TL;DR
On this submit, we discover how main inference suppliers carry out on the GPT-OSS-120B mannequin utilizing benchmarks from Synthetic Evaluation. You’ll study what issues most when evaluating inference platforms together with throughput, time to first token, and price effectivity. We evaluate Vertex AI, Azure, AWS, Databricks, Clarifai, Collectively AI, Fireworks, Nebius, CompactifAI, and Hyperbolic on their efficiency and deployment effectivity.
Introduction
Massive language fashions (LLMs)Â like GPT-OSS-120B, an open-weight 120-billion-parameter mixture-of-experts mannequin, are designed for superior reasoning and multi-step technology. Reasoning workloads eat tokens quickly and place excessive calls for on compute, so deploying these fashions in manufacturing requires inference infrastructure that delivers low latency, excessive throughput, and decrease price.

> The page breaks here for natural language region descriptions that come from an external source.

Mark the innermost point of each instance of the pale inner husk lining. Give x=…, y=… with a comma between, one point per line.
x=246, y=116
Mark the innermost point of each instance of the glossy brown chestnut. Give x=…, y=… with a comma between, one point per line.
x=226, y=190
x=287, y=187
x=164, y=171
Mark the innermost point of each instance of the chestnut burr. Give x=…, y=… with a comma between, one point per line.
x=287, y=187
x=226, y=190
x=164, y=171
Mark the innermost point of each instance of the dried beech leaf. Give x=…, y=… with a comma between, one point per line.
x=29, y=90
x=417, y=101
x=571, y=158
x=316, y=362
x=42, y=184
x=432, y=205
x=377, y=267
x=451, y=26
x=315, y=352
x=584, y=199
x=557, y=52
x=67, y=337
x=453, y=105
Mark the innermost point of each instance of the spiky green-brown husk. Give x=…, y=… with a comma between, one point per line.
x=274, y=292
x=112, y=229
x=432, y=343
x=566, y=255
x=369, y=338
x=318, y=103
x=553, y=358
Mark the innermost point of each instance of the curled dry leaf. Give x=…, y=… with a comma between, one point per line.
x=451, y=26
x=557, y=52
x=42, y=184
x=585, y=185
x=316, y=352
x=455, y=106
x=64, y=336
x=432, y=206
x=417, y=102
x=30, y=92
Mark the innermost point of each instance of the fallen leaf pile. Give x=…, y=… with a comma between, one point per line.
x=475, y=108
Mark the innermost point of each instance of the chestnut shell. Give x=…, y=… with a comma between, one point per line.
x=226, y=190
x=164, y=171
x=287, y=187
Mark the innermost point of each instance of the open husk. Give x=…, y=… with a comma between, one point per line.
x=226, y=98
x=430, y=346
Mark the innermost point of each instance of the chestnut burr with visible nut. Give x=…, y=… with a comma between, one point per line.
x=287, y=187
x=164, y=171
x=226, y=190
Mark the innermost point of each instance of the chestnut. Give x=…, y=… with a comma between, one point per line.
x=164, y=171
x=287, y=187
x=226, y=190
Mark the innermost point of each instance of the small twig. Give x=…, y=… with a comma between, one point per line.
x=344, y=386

Variations in {hardware}, software program optimizations, and useful resource allocation methods can result in massive variations in latency, effectivity, and price. These variations instantly have an effect on real-world functions corresponding to reasoning brokers, doc understanding methods, or copilots, the place even small delays can affect general responsiveness and throughput.
To judge these variations objectively, unbiased benchmarks have turn out to be important. As an alternative of counting on inner efficiency claims, open and data-driven evaluations now supply a extra clear strategy to assess how completely different platforms carry out below actual workloads.
On this submit, we evaluate main GPU-based inference suppliers utilizing the GPT-OSS-120B mannequin as a reference benchmark. We study how every platform performs throughout key inference metrics corresponding to throughput, time to first token, and price effectivity, and the way these trade-offs affect efficiency and scalability for reasoning-heavy workloads.
Earlier than diving into the outcomes, let’s take a fast take a look at Synthetic Evaluation and the way their benchmarking framework works.
Synthetic Evaluation Benchmarks
Synthetic Evaluation (AA) is an unbiased benchmarking initiative that runs standardized checks throughout inference suppliers to measure how fashions like GPT-OSS-120B carry out in actual situations. Their evaluations concentrate on real looking workloads involving lengthy contexts, streaming outputs, and reasoning-heavy prompts slightly than quick, artificial samples.
You may discover the complete GPT-OSS-120B benchmark outcomes right here.
Synthetic Evaluation evaluates a spread of efficiency metrics, however right here we concentrate on the three key elements that matter when selecting an inference platform for GPT-OSS-120B: time to first token, throughput, and price per million tokens.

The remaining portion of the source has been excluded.